In actuality, the resemblance between this building and the mausoleum is purely typological, the kind that is always there between stair-step towers. Here is the paradox, however: the stair-step tower as the symbol of conscious stability, this rational and sturdy "stairway to heaven", a sure-fire thing that you just cannot fell down - this tower is turned here into something spinning round but just as sturdy and reliable. Yes, and this is the fate of the manager, especially one of the higher ranks, that even the ziggurat that he has conquered is somewhat shaky, making him to be on the alert for losing his balance. Rocking such a static form as a ziggurat tower is quite a feat, considering that this form is by definition the paragon of sturdiness and stability. It is hard to say what could rock the foundation of the mausoleum at all but Tatlin's tower is not that simple after all - the dynamic spiral demonstrates the dependability of the motion of the oil rig drill, only drilling upward, leaving the observer with no doubts as for the linearity of the progress, however spiral. Who would have ever thought that if you crossed two such stabilities you would get such agility at the end of the day?
There is yet another drastic difference between the building in question and the classic ziggurat: all the real towers (Tatlin's one is not quite real) were built for the chosen few - the kings, the priests, the politburo, after all. And here we get to deal with a cafe building that is "lightweight" by default - or at least not so pompous and designed for everybody, well, maybe not quite for everybody, it is designed for the future big decision makers, but now they are as yet students, and not the politburo at any rate. This is why one wants to understand this dynamics as democratization of the form, transformation from a temple to a club, this being a significant and essential kind of transformation.
So, this far we've got the building of a pentagon plan - a wide pyramid splashed on the ground, the spacious terraces of its usable roof ascending in a very smooth spiral towards its top landing. For this reason, the parts of the roof (them being also the floors of the terraces) are tilted a little, while the central symmetry of the "quality sign" shifts off-center, and the pentagon of the inner hall is no longer symmetrical. For this same reason, the elongated lines of the roof, instead of a straight line that could have been easily logically explained, form on the outside some kind of reverse perspective causing the observer to think about the image of a pyramid but not just any pyramid but shivering from the cold sea wind blowing from the Finnish gulf. This kind of "hidden dynamics" is one of the favorite techniques of today's architecture - but not always and not everybody is capable of making it so obvious working with a basic humble and seemingly trivial form.
The spiral theme is supported by the entrances - not at all the centered portals but outstanding wind porches; they, again, remind an entrance to some iceberg pyramid in some estate designed by Nokolai Lvov. The tambours are not only asymmetrically placed, always to the right of the center but their axes are also turned like propeller blades, their volumes looking different: one is black glass, another is snow-white, yet another is wooden, and the fourth one is stone white with an odd inclusion of rock face finish.

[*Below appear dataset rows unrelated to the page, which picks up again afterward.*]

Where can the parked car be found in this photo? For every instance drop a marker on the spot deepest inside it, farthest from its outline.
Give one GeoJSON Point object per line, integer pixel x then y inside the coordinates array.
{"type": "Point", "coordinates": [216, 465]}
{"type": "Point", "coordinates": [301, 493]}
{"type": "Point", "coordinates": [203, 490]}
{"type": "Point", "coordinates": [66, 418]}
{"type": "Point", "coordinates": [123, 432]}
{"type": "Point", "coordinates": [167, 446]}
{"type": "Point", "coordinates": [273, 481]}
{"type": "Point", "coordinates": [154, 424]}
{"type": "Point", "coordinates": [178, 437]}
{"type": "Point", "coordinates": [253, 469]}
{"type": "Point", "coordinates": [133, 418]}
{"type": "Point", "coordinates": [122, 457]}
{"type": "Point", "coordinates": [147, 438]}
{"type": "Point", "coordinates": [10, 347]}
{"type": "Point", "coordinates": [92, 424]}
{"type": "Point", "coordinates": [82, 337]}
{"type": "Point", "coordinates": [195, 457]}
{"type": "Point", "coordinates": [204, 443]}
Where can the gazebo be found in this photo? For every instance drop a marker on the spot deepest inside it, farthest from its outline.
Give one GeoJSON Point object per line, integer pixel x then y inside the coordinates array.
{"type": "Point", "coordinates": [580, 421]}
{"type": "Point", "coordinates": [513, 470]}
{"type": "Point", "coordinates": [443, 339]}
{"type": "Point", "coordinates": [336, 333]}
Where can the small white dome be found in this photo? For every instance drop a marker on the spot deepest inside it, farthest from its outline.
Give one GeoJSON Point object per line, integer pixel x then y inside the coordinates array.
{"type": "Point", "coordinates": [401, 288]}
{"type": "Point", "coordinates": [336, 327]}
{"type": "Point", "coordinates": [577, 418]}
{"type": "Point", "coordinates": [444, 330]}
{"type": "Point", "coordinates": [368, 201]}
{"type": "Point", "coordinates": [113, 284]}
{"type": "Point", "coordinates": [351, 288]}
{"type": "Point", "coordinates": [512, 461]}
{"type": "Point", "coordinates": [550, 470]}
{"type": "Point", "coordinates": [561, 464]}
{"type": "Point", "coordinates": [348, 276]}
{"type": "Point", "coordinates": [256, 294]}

The façades support that same optical effect of upsetting the balance: the glass surfaces and the offsets of the wooden grilles of colonnades alternate in a staggered order. The austere strokes of the verticals enhance the dance of the cornice lines, simultaneously "tying down" and harnessing the hint at the wild dynamics.
The spacious and well-lit halls of the bottom tier include not one but several cafés: a teachers’ restaurant, a smorgasbord, a cafeteria and a cheap canteen. They are separated by paths that lead from the entrances to the stairways leading to the second floor - together the whole thing looks like a semblance of a "multiplex". The kitchen - the "hearth" - is placed in the very middle but it also spills over to one of the sectors of the pentagram.
The top floor is occupied by a multifunctional hall lit and aired through wide openings that can be, however, closed by metallic shutters whenever necessary. One can get to the upper level from the street, as well as by following the main spiral route set by the tambours of the entrances, ascending the open staircases mounted up against the walls of the inner volume. The diagram that the architects drew clearly shows the human flow from each of the entrances stream towards the nearest staircase, after which, already on the level of the second floor, short little stairways continue the ascendancy fracturing the persistent logic of the spiral ramp until finally one of them takes the person through a grilled volume out on the roof. Pushed up against the wall, the stairways display a clearly viewable profile of their steps and look like a definite and deliberate element of "modern archaism", the conditional "Tower of Babel" - here one can do a fair share of meditating on us as humans eternally climbing uphill, the theme bring pretty obvious and covering virtually every aspect of our existence. The blades of the stairways in their classic and essential meaning are symbolically opposed by the elevator running down a tube covered by a triangular pattern of joining seams. For all intents and purposes, stairways are a pretty ancient invention - they help you climb to heights but they also require a lot of effort from you in order to do that; the lift, however, does not, and, in a curious sense, stairways and elevators are almost antonyms. The triangular pattern of the elevator echoes the pattern of the dome of the congress center playing here, just as the latter does outside, the role of the "high technology" part of the building.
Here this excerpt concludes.